1. Overview
1.概述
The JVM is one of the oldest yet powerful virtual machines ever built.
JVM是有史以来最古老而强大的虚拟机之一。
In this article, we have a quick look at what it means to warm up a JVM and how to do it.
在这篇文章中,我们将快速了解一下预热JVM的含义以及如何预热。
2. JVM Architecture Basics
2.JVM架构基础
Whenever a new JVM process starts, all required classes are loaded into memory by an instance of the ClassLoader. This process takes place in three steps:
每当一个新的JVM进程启动时,所有需要的类都被ClassLoader的一个实例加载到内存中。这个过程分三步进行。
- Bootstrap Class Loading: The “Bootstrap Class Loader” loads Java code and essential Java classes such as java.lang.Object into memory. These loaded classes reside in JRE\lib\rt.jar.
- Extension Class Loading: The ExtClassLoader is responsible for loading all JAR files located at the java.ext.dirs path. In non-Maven or non-Gradle based applications, where a developer adds JARs manually, all those classes are loaded during this phase.

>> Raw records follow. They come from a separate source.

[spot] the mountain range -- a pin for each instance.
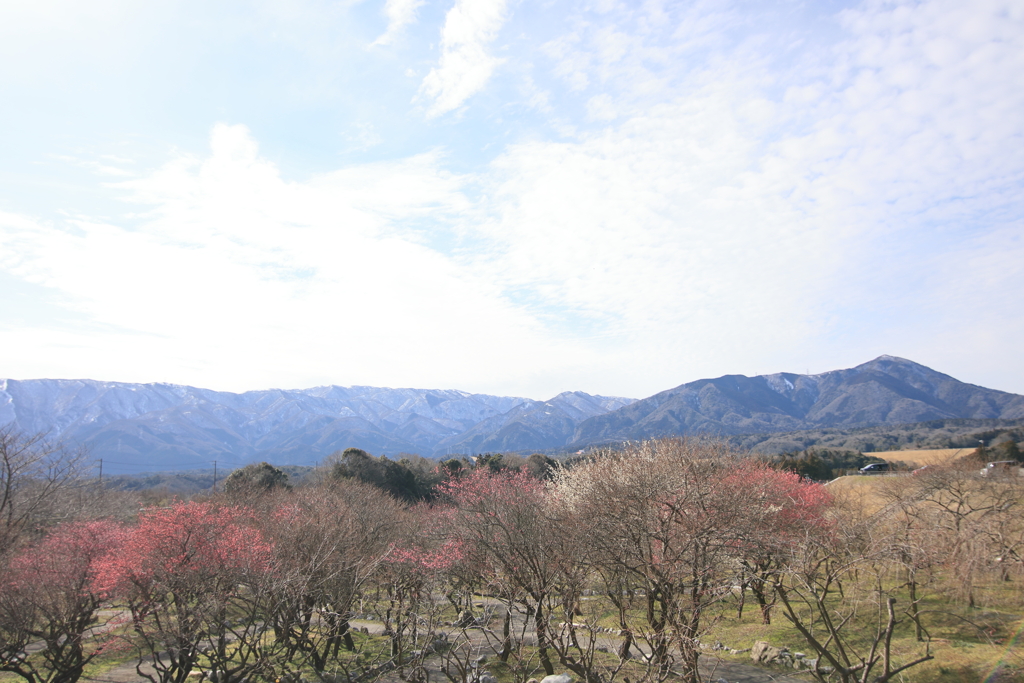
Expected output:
(150, 425)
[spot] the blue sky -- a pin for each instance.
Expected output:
(509, 197)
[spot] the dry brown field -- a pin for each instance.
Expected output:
(922, 458)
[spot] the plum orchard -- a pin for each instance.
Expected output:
(665, 539)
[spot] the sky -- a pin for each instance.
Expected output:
(509, 197)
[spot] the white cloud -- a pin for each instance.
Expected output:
(238, 279)
(465, 66)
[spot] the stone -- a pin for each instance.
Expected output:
(557, 678)
(762, 652)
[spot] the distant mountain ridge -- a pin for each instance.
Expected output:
(174, 425)
(171, 425)
(886, 390)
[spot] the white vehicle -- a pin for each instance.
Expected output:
(1000, 467)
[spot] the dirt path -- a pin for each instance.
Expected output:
(713, 670)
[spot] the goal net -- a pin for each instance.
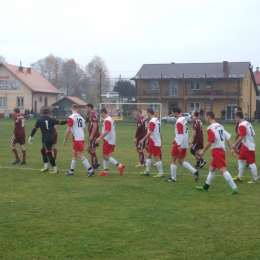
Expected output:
(126, 111)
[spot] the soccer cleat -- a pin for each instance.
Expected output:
(171, 180)
(140, 165)
(158, 176)
(197, 166)
(69, 173)
(103, 174)
(24, 162)
(145, 173)
(235, 191)
(237, 179)
(253, 181)
(44, 169)
(90, 173)
(16, 161)
(121, 169)
(201, 188)
(53, 171)
(203, 163)
(196, 175)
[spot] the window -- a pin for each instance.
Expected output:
(194, 106)
(20, 102)
(208, 104)
(154, 106)
(173, 88)
(154, 85)
(2, 102)
(208, 84)
(194, 85)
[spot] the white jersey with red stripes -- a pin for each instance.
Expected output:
(109, 124)
(181, 132)
(217, 135)
(155, 127)
(245, 129)
(77, 124)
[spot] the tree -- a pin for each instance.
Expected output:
(96, 71)
(125, 89)
(3, 59)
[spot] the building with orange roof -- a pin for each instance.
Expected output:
(24, 88)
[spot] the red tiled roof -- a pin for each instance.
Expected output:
(34, 80)
(257, 77)
(75, 100)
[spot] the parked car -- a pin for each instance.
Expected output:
(172, 119)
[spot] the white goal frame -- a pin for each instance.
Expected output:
(148, 104)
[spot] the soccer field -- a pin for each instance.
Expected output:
(45, 216)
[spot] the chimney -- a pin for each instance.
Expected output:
(21, 68)
(225, 66)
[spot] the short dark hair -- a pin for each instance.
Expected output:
(75, 106)
(150, 110)
(210, 114)
(17, 110)
(196, 113)
(89, 105)
(239, 108)
(103, 110)
(46, 110)
(176, 109)
(239, 114)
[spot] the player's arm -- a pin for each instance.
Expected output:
(67, 135)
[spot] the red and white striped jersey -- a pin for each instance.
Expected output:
(181, 132)
(77, 124)
(155, 128)
(217, 135)
(109, 125)
(245, 129)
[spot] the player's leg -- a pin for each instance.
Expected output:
(23, 153)
(14, 151)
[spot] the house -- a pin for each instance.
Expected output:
(257, 79)
(192, 86)
(64, 104)
(24, 88)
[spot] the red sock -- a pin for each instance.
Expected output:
(15, 154)
(55, 151)
(24, 155)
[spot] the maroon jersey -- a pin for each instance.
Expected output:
(19, 126)
(197, 126)
(141, 130)
(91, 119)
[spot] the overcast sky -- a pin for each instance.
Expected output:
(128, 34)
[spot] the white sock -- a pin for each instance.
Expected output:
(174, 171)
(189, 167)
(86, 163)
(113, 161)
(241, 168)
(148, 164)
(210, 177)
(73, 164)
(159, 167)
(105, 164)
(229, 180)
(254, 171)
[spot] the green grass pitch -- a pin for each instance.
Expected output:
(45, 216)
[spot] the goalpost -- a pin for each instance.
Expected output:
(116, 110)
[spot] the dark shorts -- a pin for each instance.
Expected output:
(19, 140)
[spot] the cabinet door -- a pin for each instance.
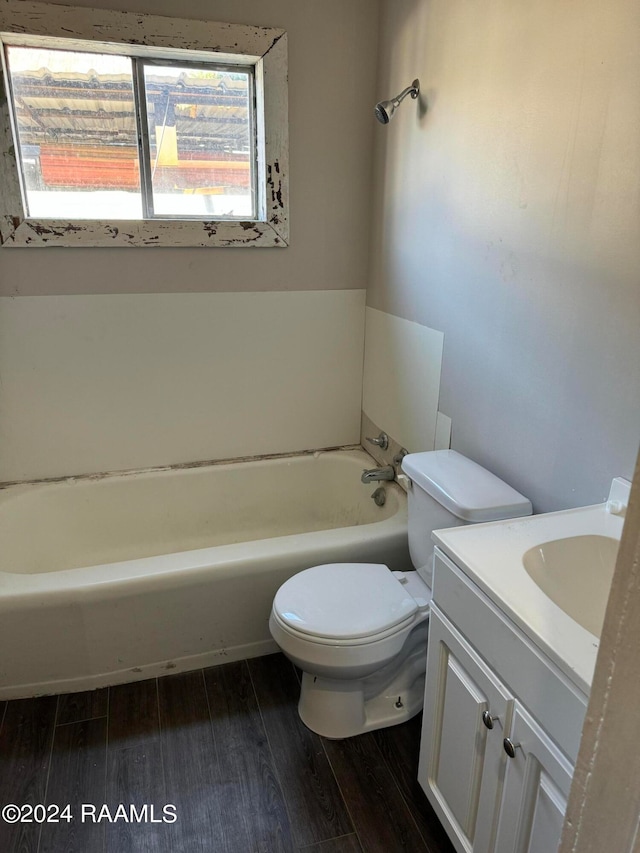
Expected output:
(461, 759)
(535, 792)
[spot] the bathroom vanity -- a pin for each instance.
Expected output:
(509, 673)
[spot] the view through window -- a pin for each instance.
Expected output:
(103, 136)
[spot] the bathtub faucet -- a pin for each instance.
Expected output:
(372, 475)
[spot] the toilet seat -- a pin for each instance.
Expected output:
(344, 604)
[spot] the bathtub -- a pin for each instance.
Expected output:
(116, 578)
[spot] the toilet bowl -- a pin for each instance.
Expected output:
(358, 631)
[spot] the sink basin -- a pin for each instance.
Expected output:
(575, 572)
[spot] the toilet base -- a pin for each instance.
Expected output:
(337, 708)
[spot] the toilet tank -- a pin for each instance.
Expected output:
(449, 490)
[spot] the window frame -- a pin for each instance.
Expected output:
(158, 38)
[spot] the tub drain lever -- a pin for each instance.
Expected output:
(379, 496)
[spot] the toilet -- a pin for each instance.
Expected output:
(358, 631)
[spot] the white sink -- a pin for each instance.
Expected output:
(576, 574)
(549, 573)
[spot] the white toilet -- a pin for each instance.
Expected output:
(358, 631)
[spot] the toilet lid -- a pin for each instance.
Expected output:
(344, 601)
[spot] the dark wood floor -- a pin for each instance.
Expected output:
(225, 746)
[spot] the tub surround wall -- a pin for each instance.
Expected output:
(402, 365)
(506, 215)
(114, 382)
(95, 378)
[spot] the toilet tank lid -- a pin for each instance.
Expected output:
(463, 487)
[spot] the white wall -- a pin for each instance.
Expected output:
(96, 376)
(103, 383)
(507, 215)
(402, 363)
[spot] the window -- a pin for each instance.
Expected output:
(170, 132)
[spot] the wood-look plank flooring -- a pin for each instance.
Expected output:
(226, 749)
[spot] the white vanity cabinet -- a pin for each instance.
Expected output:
(501, 725)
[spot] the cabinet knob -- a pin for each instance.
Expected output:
(488, 720)
(510, 747)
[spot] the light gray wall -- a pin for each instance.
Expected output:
(508, 217)
(332, 61)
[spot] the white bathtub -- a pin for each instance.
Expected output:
(112, 579)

- Application Class Loading: The AppClassLoader loads all classes located in the application class path.
This initialization process is based on a lazy loading scheme.
这个初始化过程是基于一个懒惰的加载方案。
3. What Is Warming up the JVM
3.什么是预热JVM?
Once class-loading is complete, all important classes (used at the time of process start) are pushed into the JVM cache (native code) – which makes them accessible faster during runtime. Other classes are loaded on a per-request basis.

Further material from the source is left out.